When discoveries are large enough for the NOC to aspire to an operational role, its regulatory responsibilities should be transferred to a government agency, to avoid a conflict of interest.

3. It is critical for governments to approve an explicit financing model for NOCs

The petroleum sector is capital intensive, especially when countries begin to produce. Petroleum ministry officials and NOC executives have highlighted the difficulty they face in convincing their counterparts in the Ministry of Finance and Treasury to allocate the necessary capital to the NOC because they do not understand its financial requirements. Another common concern relates to expenditure rules governing salaries in state-owned enterprises (SOEs).

Similarly, a challenge specific to NOCs without production revenues is the lack of reliable revenue streams that complicates forward planning. Upstream revenues from data sales and payments from operators will necessarily be cyclical and outside of the control of NOCs – namely in response to exploration interest and the occurrence of a licencing round. Similarly, downstream levies, import mandates and government allocations fluctuate with the political will of government.

Another problem typical in the pre-production phase is that when revenues do not allow NOCs to pursue their growth strategy, they create new revenue streams, sometimes to the detriment of other organisations or companies.

To enable NOCs to be competitive, governments must approve an explicit and enabling financing model for NOCs. This will clarify revenues the NOC can generate from the downstream and/or upstream business. These must be sufficient to finance the agreed upon NOC role. With an explicit financing model that establishes revenue streams for the medium term, NOCs should map out a human resource strategy for building competences in line with what they have been tasked to do.

4. Introducing strong accounting and reporting standards improves the governance of the NOC

As the capacity of the NOC grows, however, there is a risk that the state does not develop the capacity to hold it to account for its performance. NOCs must maintain financial and operational accounts that the state can understand and access in a timely way. And the state administration must invest in developing its auditing capacity.
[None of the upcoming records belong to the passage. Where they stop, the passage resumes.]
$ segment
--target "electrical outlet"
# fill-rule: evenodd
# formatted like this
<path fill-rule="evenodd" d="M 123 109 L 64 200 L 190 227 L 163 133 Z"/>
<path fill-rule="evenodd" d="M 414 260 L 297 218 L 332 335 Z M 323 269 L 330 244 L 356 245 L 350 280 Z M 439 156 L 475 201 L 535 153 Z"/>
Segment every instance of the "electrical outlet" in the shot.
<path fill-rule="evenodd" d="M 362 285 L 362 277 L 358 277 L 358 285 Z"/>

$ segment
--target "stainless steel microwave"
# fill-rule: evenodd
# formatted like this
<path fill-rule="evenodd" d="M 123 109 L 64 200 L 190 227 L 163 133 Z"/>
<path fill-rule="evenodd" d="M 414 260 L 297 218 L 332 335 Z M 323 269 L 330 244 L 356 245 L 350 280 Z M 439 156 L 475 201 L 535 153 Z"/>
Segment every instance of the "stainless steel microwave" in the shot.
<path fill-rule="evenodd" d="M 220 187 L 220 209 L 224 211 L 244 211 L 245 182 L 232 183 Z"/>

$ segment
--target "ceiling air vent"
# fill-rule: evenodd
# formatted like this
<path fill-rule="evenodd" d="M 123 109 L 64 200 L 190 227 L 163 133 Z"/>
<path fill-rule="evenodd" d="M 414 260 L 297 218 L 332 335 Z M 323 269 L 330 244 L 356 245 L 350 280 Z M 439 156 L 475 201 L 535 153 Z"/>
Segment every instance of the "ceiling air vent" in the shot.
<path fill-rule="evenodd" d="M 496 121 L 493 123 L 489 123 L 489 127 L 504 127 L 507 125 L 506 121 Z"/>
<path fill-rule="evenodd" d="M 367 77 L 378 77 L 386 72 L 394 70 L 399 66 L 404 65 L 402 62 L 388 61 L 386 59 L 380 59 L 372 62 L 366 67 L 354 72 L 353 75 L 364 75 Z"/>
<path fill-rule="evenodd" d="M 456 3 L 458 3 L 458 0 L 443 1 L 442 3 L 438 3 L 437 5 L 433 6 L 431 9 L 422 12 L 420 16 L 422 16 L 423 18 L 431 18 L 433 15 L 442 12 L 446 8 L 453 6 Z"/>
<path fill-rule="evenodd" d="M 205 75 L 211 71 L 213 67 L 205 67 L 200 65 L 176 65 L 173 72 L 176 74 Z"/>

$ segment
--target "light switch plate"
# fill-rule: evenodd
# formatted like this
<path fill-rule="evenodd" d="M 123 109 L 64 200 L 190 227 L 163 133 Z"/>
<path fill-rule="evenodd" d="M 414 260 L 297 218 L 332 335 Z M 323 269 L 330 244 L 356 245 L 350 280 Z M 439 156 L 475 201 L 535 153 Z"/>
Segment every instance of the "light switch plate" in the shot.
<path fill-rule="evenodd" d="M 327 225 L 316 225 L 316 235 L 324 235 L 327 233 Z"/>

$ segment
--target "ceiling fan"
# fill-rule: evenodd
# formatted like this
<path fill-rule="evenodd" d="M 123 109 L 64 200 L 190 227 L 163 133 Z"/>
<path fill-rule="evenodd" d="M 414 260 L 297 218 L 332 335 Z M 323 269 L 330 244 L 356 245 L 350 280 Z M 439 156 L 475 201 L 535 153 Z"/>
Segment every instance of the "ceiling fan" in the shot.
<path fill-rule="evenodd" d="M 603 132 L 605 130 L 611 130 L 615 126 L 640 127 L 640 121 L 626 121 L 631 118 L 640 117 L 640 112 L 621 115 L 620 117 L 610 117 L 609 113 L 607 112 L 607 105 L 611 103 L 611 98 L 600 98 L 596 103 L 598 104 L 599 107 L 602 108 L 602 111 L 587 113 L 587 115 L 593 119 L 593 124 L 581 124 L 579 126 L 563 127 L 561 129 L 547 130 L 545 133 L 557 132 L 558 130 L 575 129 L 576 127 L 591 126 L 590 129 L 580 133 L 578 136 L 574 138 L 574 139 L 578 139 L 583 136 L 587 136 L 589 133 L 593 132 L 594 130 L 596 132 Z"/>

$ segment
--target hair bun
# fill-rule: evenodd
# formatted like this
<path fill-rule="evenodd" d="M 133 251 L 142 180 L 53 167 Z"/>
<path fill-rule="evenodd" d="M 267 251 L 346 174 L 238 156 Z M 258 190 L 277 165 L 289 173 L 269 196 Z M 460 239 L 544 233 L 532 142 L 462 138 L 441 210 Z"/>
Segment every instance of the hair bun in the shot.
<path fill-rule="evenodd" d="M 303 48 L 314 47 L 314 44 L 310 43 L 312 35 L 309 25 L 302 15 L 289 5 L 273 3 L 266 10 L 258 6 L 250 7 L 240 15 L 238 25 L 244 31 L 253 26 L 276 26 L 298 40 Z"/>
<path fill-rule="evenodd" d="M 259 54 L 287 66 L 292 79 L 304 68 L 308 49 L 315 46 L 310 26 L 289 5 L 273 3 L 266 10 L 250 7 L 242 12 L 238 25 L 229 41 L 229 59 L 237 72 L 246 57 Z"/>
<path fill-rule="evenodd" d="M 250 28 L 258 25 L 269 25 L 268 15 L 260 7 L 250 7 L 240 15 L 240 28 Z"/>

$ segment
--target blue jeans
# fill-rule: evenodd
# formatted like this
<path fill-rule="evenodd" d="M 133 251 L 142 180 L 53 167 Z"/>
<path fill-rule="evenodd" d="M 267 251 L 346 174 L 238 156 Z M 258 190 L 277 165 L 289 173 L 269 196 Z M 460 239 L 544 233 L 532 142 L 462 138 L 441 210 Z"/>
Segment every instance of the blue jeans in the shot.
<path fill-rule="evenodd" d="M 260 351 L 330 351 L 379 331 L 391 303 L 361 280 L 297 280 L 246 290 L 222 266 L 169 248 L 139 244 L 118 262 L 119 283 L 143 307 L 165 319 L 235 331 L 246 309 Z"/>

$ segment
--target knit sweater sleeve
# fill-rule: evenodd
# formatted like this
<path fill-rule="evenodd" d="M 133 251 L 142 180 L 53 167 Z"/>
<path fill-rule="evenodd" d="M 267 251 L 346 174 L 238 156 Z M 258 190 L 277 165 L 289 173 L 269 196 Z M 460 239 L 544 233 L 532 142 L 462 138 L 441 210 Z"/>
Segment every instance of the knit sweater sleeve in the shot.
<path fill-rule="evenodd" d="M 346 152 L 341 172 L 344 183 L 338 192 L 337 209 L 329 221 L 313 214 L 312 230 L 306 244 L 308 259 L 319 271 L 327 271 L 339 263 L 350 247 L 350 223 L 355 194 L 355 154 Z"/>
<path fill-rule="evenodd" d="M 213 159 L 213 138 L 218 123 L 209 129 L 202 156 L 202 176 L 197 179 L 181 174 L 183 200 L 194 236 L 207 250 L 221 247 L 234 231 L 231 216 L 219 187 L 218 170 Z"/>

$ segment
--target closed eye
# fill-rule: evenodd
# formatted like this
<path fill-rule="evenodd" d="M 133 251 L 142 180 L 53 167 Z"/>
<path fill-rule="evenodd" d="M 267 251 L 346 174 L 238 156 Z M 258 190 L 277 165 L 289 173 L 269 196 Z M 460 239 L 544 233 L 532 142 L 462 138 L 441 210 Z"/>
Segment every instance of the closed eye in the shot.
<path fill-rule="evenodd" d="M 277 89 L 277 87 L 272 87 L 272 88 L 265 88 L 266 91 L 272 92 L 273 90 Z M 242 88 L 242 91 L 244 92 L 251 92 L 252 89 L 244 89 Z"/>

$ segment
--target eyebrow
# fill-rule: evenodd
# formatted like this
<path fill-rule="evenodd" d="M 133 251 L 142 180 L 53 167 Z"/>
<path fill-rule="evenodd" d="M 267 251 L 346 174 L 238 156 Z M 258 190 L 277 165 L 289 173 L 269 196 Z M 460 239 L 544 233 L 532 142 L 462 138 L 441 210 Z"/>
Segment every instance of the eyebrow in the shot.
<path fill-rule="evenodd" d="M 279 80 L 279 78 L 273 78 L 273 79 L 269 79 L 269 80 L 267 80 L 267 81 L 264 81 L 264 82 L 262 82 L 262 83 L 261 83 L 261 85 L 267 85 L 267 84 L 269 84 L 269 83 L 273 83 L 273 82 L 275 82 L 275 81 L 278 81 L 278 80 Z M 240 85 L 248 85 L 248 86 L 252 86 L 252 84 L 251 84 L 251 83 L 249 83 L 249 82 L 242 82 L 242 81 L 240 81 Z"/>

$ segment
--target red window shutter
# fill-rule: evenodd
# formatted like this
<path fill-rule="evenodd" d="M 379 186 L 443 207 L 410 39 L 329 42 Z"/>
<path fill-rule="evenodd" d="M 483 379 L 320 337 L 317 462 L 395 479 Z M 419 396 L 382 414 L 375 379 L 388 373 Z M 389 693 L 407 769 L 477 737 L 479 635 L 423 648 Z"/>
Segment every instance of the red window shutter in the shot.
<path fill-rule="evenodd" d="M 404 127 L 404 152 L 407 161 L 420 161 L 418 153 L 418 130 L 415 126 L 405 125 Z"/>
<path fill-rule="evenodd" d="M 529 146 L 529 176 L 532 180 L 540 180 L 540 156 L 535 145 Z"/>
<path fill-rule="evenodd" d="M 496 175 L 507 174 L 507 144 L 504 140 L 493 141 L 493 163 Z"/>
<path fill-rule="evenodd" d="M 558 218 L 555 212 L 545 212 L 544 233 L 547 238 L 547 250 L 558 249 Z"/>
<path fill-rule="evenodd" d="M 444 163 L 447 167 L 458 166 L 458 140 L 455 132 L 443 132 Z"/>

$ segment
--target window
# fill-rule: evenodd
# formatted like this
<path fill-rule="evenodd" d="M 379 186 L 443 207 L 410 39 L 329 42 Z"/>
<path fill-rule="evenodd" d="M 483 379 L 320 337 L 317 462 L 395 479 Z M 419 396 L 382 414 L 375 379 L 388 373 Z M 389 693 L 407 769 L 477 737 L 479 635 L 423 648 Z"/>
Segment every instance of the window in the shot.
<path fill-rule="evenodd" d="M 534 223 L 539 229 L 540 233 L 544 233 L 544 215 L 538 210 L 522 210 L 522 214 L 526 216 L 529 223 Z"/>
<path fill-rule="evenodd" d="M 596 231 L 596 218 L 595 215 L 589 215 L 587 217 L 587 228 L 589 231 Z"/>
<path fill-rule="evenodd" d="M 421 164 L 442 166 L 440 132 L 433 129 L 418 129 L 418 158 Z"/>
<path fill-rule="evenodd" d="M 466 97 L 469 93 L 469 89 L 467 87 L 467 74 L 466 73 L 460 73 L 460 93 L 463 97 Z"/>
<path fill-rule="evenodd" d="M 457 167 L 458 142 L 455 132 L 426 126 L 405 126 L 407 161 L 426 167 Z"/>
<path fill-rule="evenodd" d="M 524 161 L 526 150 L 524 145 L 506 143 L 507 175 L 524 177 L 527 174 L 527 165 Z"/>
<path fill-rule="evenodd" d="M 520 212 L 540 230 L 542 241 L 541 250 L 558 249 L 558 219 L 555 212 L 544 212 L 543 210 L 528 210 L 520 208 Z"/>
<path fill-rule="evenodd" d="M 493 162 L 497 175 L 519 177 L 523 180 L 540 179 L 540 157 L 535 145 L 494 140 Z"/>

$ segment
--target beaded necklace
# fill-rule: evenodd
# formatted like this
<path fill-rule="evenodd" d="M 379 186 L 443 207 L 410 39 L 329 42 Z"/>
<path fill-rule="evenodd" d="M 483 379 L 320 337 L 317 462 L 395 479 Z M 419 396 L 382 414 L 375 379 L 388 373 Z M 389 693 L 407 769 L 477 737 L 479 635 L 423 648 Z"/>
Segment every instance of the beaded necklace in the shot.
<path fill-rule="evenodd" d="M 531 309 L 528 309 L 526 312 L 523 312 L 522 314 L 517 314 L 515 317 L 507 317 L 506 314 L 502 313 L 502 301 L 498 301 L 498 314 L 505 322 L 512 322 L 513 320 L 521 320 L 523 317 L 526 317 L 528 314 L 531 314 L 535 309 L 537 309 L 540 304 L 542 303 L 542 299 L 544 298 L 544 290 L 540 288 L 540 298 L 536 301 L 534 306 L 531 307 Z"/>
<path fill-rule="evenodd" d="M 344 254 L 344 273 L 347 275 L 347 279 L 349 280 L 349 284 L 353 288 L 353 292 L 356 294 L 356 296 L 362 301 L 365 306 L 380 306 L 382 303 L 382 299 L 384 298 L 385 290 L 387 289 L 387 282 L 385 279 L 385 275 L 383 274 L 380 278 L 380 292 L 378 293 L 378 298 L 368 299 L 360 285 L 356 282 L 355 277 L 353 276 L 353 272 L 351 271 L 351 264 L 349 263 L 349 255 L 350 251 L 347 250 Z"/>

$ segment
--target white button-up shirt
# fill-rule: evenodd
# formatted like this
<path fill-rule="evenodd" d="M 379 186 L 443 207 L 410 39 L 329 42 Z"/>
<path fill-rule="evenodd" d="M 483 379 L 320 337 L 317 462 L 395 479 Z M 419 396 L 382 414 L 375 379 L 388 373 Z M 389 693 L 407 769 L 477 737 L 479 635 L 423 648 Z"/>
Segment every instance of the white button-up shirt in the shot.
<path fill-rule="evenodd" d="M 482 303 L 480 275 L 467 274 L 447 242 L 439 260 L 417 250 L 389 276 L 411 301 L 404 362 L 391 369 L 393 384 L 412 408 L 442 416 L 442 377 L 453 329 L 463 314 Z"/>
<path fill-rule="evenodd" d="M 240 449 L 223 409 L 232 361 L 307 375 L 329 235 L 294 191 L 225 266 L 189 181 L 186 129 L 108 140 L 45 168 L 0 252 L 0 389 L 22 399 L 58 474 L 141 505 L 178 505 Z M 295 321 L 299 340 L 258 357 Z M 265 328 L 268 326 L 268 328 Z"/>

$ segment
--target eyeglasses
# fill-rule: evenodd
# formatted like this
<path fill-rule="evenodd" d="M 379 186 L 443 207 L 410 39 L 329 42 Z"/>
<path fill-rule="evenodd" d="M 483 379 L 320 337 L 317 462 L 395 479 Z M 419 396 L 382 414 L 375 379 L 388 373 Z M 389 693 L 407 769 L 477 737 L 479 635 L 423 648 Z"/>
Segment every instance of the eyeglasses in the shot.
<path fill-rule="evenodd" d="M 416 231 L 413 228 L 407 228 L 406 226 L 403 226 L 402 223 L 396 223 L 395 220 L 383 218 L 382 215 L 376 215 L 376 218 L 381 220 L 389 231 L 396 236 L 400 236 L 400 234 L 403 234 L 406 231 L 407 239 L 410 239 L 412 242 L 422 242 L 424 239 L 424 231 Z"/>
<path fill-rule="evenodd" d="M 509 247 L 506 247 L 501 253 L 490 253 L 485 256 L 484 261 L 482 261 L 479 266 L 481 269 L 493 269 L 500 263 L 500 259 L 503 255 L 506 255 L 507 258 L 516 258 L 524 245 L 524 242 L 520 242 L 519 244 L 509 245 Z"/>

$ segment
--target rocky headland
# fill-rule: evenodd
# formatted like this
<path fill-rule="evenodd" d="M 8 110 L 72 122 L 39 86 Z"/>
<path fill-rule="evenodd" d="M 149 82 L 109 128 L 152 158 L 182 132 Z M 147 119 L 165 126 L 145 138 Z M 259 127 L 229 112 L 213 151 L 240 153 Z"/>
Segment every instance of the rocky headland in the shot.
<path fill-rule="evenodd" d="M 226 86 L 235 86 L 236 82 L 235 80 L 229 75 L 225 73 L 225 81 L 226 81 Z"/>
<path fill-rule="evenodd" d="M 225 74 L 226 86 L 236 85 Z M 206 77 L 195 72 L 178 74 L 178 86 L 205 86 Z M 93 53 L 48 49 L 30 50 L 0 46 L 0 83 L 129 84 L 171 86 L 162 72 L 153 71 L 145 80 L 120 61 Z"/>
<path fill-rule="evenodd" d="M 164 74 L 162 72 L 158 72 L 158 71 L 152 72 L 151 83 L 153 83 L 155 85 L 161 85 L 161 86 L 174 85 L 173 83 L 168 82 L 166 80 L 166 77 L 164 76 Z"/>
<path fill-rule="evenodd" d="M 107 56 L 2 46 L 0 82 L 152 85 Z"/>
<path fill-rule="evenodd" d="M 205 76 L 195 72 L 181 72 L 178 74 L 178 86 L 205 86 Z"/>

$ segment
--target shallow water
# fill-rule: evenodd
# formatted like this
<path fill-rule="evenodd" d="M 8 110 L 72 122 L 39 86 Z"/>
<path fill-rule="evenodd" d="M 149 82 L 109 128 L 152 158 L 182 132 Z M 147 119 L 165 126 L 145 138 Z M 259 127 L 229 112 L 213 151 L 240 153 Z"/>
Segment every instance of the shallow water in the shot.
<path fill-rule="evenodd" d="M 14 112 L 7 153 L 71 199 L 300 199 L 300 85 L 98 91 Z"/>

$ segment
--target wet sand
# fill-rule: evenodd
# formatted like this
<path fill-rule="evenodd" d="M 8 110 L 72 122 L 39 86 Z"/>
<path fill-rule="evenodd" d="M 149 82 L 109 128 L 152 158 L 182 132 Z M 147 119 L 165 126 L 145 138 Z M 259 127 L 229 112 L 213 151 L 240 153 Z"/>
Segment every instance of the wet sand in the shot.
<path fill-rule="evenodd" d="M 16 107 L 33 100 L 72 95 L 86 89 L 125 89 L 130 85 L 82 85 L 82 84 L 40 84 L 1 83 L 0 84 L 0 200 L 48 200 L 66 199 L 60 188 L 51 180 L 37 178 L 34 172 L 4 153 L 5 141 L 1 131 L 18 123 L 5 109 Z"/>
It is crucial that strong accountability processes are in place and state capacity to oversee the NOC grows in line with the sector. The value of having an effective agent to oversee the sector declines when nobody is able to hold it accountable.

5. Government and NOC should invest strategically in skills development

Having identified their recruitment needs, almost all the NOC executives surveyed for the study identified skills shortages as a key factor holding back their growth strategy and one of their biggest challenges.

Training too is a high priority for the NOC executives interviewed. Many have significant training budgets. However large financial investments can easily be wasted and deliver few tangible results if companies are unable to:

  1. Identify skill gaps in the company
  2. Select training programmes that fill specific gaps
  3. Understand and test the employee/executive’s acquired skills
  4. Utilise the skills in the employee/executive’s job

It is also important to draw on the expertise that partners can offer. NOCs that have joined other private groups in partnership have benefitted from the mixing of business cultures, as well as knowledge and skills transfer.

To invest strategically in human and technical development, emerging producers need a clear view of what capabilities they have and what skills will be called on at each stage of development of the resource.

National aspirations would see NOCs in emerging producing countries play a strong role in the upstream sector, overseeing foreign operators and eventually competing with them; they would be expected to drive the development of local supply chains and help develop national capabilities. Looking to the NOC to play a meaningful and effective role in the upstream is achievable. But what such a role entails in practice has to be carefully assessed – so as to reveal what capacity is required and how much it will cost to develop it – and then reassessed again over time, as the resource base develops. Unlocking the potential of African NOCs will require a clear mandate and sufficient resources, and the support of government.